Dossier IA56132118 inclus dans Ensemble fortifié (retranchements, batterie et corps de garde crénelé), Port Maria (Locmaria) réalisé en 1974

Belle-Île-en-Mer, du fait de la topographie souvent accidentée de son littoral, fournit plusieurs exemples, assez variés qui plus est, d'adaptation des plans-types de corps de garde de 1846. Le souci principal des ingénieurs militaires est d'obtenir le défilement de la terrasse défensive lorsqu'elle est dominée par le terrain alentour.

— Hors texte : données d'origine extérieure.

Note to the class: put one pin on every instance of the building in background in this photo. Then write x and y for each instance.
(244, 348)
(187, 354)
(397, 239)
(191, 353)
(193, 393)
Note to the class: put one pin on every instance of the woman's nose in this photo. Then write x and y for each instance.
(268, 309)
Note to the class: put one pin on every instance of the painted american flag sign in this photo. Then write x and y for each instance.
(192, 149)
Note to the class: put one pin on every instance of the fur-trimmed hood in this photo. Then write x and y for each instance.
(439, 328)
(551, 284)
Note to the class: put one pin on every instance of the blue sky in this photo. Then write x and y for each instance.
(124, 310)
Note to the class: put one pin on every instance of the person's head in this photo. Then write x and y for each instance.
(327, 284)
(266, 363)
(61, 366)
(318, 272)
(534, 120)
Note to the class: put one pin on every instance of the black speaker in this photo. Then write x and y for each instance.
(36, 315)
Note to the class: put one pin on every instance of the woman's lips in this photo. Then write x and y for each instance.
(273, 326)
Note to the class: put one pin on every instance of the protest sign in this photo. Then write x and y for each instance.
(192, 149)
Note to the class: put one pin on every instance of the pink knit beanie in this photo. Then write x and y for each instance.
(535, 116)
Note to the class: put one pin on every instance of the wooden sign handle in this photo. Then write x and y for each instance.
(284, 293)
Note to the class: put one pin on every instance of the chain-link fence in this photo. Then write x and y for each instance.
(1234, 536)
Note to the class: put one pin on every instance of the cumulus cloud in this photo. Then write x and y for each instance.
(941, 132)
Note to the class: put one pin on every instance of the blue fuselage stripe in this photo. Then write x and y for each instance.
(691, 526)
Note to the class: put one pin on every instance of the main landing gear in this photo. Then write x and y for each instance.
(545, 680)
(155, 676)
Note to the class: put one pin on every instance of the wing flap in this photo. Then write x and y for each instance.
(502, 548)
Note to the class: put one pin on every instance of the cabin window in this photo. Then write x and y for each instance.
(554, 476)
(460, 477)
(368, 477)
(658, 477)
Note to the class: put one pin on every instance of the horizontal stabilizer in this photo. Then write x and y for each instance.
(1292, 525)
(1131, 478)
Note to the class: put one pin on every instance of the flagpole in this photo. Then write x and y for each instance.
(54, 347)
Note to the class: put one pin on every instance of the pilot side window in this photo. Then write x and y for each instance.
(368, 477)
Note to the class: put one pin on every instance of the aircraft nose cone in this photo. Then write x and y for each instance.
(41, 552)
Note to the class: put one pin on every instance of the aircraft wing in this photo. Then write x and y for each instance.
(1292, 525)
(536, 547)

Le corps de garde du poste garde-côtes de Port Maria présente une solution peu répandue à ce problème, sous la forme d'un toit en appentis. Il est à comparer aux corps de garde des batteries d'Arzic, de La Ferrière, du Bugul, de Ramonette, et des postes garde-côtes de Port Larron et Port Fouquet, qui présentent des dispositions dont le but est similaire mais à des degrés divers d'adaptation des plans-types.

Précision dénominationcorps de garde crénelé servant de poste garde-côtes
corps de garde défensif
Destinationsmaison
Parties constituantes non étudiéescaserne, poudrière, cuisine, citerne, mur défensif
Dénominationscorps de garde, réduit
Aire d'étude et cantonBretagne Sud
AdresseCommune : Locmaria
Lieu-dit : Port Maria
Cadastre : Z0 526

La "Commission mixte d'armement des côtes de la France, de la Corse et des îles" de 1841 prévoit que le poste garde-côtes de Port-Maria serait un corps de garde crénelé n° 2. A l'occasion de la présentation de projets pour ce poste à la fin des années 1840, puis de nouveau à la fin des années 1850, les ingénieurs militaires s'emploient à concilier plusieurs paramètres a priori incompatibles, le bâtiment ne devant pas être exposé aux tirs du large tout en voyant bien l'anse de Port Maria et ne pas être trop dominé par le terrain alentour. Aussi plusieurs emplacements au fond de l'anse sont successivement envisagés, de même que plusieurs plans adaptés du plan-type de 1846. Le général Noizet préconise même en 1848 de renoncer au plan-type pour faire un bâtiment à deux niveaux dont un rez-de-chaussée partiellement enterré, sans terrasse qui serait trop difficile à défiler. C'est sur la base de cette proposition qu'est établi le contre-projet de mars 1857, que le Comité des fortifications rejette comme coûteux et risquant de donner un bâtiment humide. Le projet ultime présenté fin 1859 opte pour un emplacement au fond de l'anse, entre les deux retranchements maçonnés afin de bien les commander, et un plan plus proche du plan-type de 1846, quoiqu'adapté aux contraintes du terrain et aux besoins d'un poste garde-côtes. Le corps de garde est construit en 1860, son ameublement mis en place l'année suivante.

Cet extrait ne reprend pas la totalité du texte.